Dementia: Recognizing Signs, and Intervening

 The Facts.

Alzheimer is the 6th leading cause of death in the United States, and with as many as 5.3 million people suffering from the disease. Many loved ones and caregivers are not properly educated to deal with all the signs of Alzheimer. Family members watch in dismay as loved ones act bizarrely, and sometimes become aggressive and even combative towards those around them. Due to this lack of education family members are are unable to understand the signs of worsening dementia. Consequently a patient’s issues will go untreated for long periods eventually affecting not only them, but their loved ones as well.

Many don’t know what steps to take when a patient’s mental health begins to deteriorate. Studies show that family members have a hard time realizing that their loved one’s mental health is deteriorating. Many only recognize that there is an issue once the loved one’s mental health has reached the point where they are in need of supportive resources including placement in skilled nursing facilities. Social workers, and advanced nurse practitioners have experience with how to properly deal with dementia. Unfortunately many cases are only referred to them once the patient’s mental health has become a serious issue. Caregivers also face obstacles as they are unable to refer, or request assessments from such individuals.

 

What can you do?

Lack of education one reason that family members don’t act faster, but it’s not the only reason. Physicians may be reluctant to diagnose a patient since dementia is such a broad diagnosis. This is why family members must be vigilant of any changes in a loved one’s condition. Communication between family members, and care givers is key in helping to fight dementia. Working with your caregiver can help ensure that your loved one receives the care they need in the early stages of dementia. Watch for changes in memory, or aggressive behaviors. Once loved ones begin to show signs of dementia such as getting lost, or falling down make an appointment to see their physician. Ask the physician to assess your loved ones as soon as possible.

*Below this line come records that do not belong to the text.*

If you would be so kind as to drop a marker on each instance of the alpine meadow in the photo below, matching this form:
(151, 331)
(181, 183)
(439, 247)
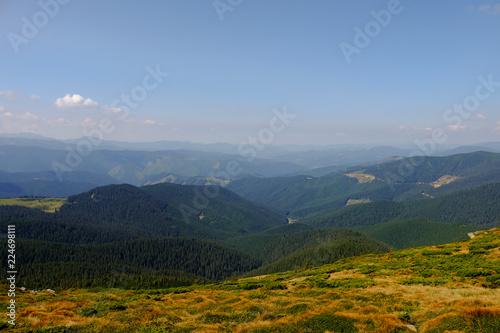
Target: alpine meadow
(250, 166)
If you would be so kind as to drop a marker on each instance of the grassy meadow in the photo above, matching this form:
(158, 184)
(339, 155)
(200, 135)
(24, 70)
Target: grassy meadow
(49, 205)
(448, 288)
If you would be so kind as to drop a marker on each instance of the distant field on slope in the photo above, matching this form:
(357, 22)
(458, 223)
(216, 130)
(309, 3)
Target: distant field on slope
(48, 205)
(449, 288)
(402, 234)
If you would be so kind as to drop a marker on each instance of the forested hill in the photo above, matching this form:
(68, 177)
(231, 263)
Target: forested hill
(132, 264)
(397, 180)
(479, 207)
(121, 212)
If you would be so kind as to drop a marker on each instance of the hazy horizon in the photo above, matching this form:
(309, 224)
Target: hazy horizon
(380, 73)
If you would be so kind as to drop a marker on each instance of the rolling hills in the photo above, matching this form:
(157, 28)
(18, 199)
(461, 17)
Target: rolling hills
(398, 180)
(450, 288)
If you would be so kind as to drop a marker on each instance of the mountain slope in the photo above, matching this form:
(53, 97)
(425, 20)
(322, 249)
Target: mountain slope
(479, 206)
(121, 212)
(137, 263)
(432, 176)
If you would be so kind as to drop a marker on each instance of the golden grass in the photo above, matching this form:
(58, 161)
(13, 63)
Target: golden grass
(361, 177)
(49, 205)
(444, 180)
(384, 306)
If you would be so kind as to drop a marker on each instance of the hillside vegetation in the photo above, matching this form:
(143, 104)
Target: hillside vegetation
(121, 212)
(479, 206)
(449, 288)
(399, 180)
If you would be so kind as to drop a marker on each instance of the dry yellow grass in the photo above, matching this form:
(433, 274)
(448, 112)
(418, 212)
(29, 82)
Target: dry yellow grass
(361, 177)
(388, 303)
(445, 180)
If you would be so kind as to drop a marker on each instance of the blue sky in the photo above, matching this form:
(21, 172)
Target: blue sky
(229, 67)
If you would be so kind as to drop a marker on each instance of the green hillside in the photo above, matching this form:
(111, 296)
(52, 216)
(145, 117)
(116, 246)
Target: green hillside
(450, 288)
(278, 243)
(329, 247)
(402, 234)
(430, 177)
(479, 206)
(131, 264)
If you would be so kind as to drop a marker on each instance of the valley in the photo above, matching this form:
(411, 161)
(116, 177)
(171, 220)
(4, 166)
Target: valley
(357, 249)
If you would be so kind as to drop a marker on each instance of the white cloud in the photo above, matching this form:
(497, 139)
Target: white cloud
(8, 94)
(456, 127)
(75, 102)
(110, 110)
(89, 123)
(150, 122)
(29, 116)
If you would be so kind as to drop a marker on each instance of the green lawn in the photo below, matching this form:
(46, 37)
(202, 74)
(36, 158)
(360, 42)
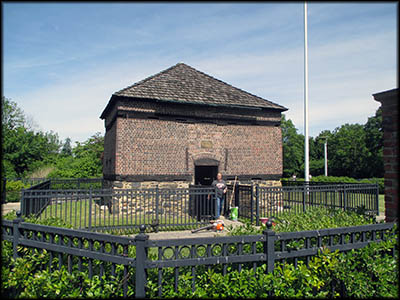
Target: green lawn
(80, 214)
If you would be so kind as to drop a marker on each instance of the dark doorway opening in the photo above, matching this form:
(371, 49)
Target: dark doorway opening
(204, 175)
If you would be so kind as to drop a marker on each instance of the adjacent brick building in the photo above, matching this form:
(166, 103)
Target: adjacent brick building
(390, 119)
(182, 126)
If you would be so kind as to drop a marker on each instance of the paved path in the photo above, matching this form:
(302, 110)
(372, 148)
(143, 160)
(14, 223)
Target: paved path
(186, 234)
(7, 207)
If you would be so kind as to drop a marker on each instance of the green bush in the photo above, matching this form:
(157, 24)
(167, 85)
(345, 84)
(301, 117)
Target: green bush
(28, 280)
(368, 272)
(13, 190)
(312, 219)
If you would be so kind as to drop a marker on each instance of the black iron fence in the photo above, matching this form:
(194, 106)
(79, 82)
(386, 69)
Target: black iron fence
(121, 209)
(108, 209)
(255, 202)
(145, 259)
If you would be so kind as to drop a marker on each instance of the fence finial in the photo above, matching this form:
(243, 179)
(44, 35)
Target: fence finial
(269, 224)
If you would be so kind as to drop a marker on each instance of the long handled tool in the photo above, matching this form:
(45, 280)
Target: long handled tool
(233, 192)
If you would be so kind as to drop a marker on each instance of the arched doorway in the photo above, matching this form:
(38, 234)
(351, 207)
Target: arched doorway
(205, 171)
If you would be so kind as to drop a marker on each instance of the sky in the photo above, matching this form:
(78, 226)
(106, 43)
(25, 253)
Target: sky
(63, 61)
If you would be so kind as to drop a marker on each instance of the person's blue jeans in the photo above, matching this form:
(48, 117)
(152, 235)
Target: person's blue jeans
(220, 206)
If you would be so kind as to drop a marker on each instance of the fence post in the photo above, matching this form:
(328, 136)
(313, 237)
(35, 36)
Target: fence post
(377, 199)
(16, 233)
(157, 208)
(257, 205)
(251, 205)
(90, 208)
(344, 197)
(237, 197)
(141, 257)
(269, 247)
(3, 190)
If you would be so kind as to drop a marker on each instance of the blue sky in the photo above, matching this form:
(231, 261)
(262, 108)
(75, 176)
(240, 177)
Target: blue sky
(62, 61)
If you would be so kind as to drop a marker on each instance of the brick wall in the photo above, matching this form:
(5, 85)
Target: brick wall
(390, 113)
(150, 138)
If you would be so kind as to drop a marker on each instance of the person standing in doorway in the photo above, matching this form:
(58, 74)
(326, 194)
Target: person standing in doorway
(221, 191)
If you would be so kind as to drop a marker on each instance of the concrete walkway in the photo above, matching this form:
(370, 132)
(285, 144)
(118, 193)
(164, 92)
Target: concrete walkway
(186, 234)
(7, 207)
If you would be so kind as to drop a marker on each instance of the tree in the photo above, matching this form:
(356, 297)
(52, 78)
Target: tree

That’s not the only thing you can do, if your family member has a social worker ask them for an assessment. If your family member is treated by a home health care agency reach out to them for assistance. At home make sure to keep hall ways, and floors clear of obstacles. Work to make the family member’s home a safe environment so the they may have little to no issues maneuvering about the home should they feel lost or confused.  Try your best to keep your loved one from wandering outside the home as they can get lost easily. Watch for any behaviors that are out of character as that might be a sign that something is wrong.

 

Remember you’re only human.

Above all else don’t ever feel that you caught things too late. Remember that you as a family member are trying your best. Caregivers know this, and are there to help you every step of the way. Caregivers really do care for their patients which is why they are going to come to you for help. Although it might be hard to hear we encourage you to listen to worries they might be having. Caregivers are trained to look for signs of dementia and see the patient less often. This means that care givers might be seeing something that you can’t see. Communication is key in helping to treat dementia.